The team is still in the process of gaining permission to dump their newly-formed glass onto state beaches, but so far, they’ve collected 650,000 pounds from the community.
The southern coast of Louisiana has lost areas of coastline equivalent to the size of Delaware as beaches and marshes erode away into the sea. Some environmentalists have a novel solution in the form of New Orleans’ party culture.
Tulane students Franziska Trautmann and Max Steitz saw the vast amounts of glass bottles produced by a night of partying in New Orleans and wondered: Could those bottles be used to restore coastlines? The pair has now founded Glass Half Full, a grassroots organization that takes glass bottles and blasts them back into sand to restore the state’s coastline.

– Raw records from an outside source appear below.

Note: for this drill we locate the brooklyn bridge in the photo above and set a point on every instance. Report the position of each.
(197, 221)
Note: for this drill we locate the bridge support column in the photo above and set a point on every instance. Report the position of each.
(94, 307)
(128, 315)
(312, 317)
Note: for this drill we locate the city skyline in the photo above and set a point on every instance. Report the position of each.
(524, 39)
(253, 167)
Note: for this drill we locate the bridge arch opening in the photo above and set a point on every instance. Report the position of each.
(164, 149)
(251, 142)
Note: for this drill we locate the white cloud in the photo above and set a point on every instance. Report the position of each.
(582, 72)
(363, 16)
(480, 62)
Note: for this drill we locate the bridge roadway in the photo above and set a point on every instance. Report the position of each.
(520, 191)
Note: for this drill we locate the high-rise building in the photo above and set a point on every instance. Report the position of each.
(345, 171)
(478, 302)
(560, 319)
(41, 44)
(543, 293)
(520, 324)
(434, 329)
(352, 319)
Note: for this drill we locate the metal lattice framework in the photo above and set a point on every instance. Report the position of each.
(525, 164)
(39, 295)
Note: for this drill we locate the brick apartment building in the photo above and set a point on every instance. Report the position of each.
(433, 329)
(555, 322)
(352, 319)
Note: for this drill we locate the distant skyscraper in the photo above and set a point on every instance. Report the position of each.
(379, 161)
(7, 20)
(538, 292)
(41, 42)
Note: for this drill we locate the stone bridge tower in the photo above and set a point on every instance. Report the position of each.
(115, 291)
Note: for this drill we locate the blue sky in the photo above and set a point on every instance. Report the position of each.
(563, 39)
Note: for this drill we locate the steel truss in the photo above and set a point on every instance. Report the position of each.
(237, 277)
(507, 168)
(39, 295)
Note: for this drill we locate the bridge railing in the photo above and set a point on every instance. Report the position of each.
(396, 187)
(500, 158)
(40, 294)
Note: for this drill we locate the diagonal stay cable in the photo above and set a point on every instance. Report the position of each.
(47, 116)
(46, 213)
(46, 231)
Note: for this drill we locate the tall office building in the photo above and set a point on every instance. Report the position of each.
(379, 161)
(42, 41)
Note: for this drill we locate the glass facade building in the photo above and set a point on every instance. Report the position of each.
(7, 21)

Trautmann and Steitz were inspired by similar initiatives in New Zealand and Florida, so they raised $20,000 for the start-up’s initial costs through a GoFundMe campaign. The team is still in the process of gaining permission to dump their newly-formed glass onto state beaches, but so far, they’ve collected 650,000 pounds of glass from the community.
Once the sand undergoes environmental impact reports and is deemed safe for use, Glass Half Full hopes to use it to first restore Lincoln Beach, a historically Black beach on Lake Pontchartrain left in disrepair after desegregation. In the meantime, the organization has been using its sand to fill bags for hurricane protection to protect homes and businesses from flooding.
Beaches and marshes are Louisiana’s primary defense against storm surges, and as climate change intensifies these phenomena, the restoration of these coastlines becomes even more critical. We will continue to follow this story and hope to see Glass Half Full’s sand in action in the near future.